Его полуулыбка превратилась в настоящую ухмылку:
– О, я определенно распутник, у которого проблемы с папочкой.
– Тогда, думаю, ты припер меня к стене.
– Еще нет.
– Король придурков, – пробормотала я себе под нос, двинувшись к следующему классу.
Я не гордилась, что ругаюсь при совершенно незнакомом человеке. Но он первый начал.
Ной пошел рядом со мной.
– Ты имела в виду «король приколистов»?
Судя по его виду, он развлекался.
– Нет, – ответила я, на сей раз громче. – Я имела в виду «король придурков». Тот, кто коронован как придурок придурков, дурнее самого дурного придурка.
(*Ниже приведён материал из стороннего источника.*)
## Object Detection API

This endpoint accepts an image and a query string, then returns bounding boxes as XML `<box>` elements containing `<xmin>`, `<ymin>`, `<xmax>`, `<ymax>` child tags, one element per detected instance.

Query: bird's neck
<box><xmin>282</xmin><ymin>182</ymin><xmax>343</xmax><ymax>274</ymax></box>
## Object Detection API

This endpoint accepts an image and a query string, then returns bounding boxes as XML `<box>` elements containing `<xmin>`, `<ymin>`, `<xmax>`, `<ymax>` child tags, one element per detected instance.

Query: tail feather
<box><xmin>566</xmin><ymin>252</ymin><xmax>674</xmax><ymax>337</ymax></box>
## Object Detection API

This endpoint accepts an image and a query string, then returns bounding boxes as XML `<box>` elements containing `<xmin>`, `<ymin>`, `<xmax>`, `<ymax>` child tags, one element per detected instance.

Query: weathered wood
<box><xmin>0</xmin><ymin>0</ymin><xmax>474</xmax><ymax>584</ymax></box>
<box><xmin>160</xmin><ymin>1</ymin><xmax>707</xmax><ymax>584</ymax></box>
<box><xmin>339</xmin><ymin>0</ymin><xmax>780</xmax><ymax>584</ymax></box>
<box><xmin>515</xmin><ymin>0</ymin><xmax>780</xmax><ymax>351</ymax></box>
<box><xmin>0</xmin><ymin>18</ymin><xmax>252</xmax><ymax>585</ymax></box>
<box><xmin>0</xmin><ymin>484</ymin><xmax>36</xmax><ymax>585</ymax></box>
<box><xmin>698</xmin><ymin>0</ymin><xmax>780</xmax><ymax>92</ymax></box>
Это самый верх иерархии придурков, – сказала я, как будто зачитала все это по словарю современных ругательств.
– Думаю, ты приперла меня к стене.
«Еще нет».
Эти слова непрошеными возникли у меня в голове, и я нырнула в класс математики, подальше от Ноя, едва увидела нужную дверь.
Я села в заднем ряду, надеясь спрятаться от взглядов наподобие тех, какие бросали на меня вчера, и потерялась в непонятном уроке. Я перегнула корешок «Лолиты» и спрятала ее в сумку. Вытащила миллиметровку, потом взяла карандаш. Потом заменила карандаш другим карандашом. Ной начинал в меня въедаться. В плохом смысле этого слова.
Но потом Анна чопорно вошла в класс в сопровождении своего не столь уж маленького друга и отвлекла меня от этих мыслей. Пара шествовала, как подходящие друг к другу пороки. Анна перехватила мой взгляд, и я быстро отвела глаза, но раньше успела покраснеть. Краешком глаза я наблюдала, как она садится в третьем ряду.